Témoignages - Au boulotdossier
Quatre jeunes femmes, dont la créatrice de #PasTaPotiche, racontent leurs mauvaises expériences en tant qu’hôtesses, allant des remarques déplacées aux attouchements.
Au Mondial de l’auto, à Paris, en 2016. (Photo Christophe Morin. IP3)
publié le 15 août 2019 à 20h26

Pas encore un déferlement, mais une petite vague. La polémique autour des hôtesses sur le Tour de France a permis à de nombreuses femmes, actuellement hôtesses d’accueil ou ayant exercé cette profession auparavant, de raconter leur quotidien. Derrière le sourire de façade se dessinent les humiliations (souvent), le sexisme (quasi systématique), le harcèlement (parfois), jusqu’aux agressions… Témoignages.

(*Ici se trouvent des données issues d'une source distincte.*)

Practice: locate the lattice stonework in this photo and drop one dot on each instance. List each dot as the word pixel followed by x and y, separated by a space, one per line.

Alice, 22 ans créatrice de #PasTaPotiche, hôtesse depuis six ans

«J'ai effectué pas mal de missions en entreprise et en événementiel. Là, comme on intervient dans un contexte festif, c'est à croire que les hommes se croient tout permis. Souvent, ce sont des hommes "puissants" (médecins, élus, avocats), pour qui nous ne sommes que "des petites hôtesses". Le sexisme se double de mépris social. Et puis il y a parfois un contexte qui semble conduire à cela : quand votre fonction est uniquement "décorative", que vous ne faites strictement rien d'autre que sourire en "position de danseuse", on fait de vous une femme-objet. Dès lors, comment être considérée ? D'autant que les critères des agences perpétuent les stéréotypes sur les femmes, avec parfois des demandes douteuses, du style "hôtesses de type nordique". Qu'importe la météo, on peut se retrouver debout dehors pendant des heures, en talons, avec des fringues pas plus épaisses que du papier à cigarettes. Il m'est même arrivé qu'on me fournisse des escarpins deux pointures trop petites dans lesquels j'étais censée rester des heures debout au-dessus d'escaliers très raides. Ça n'est pas humain ! J'ai fait un malaise. Je suis allée pleurer aux toilettes et je suis revenue à mon poste. C'est simple : si on se plaint, on sait qu'il y a la queue pour nous remplacer.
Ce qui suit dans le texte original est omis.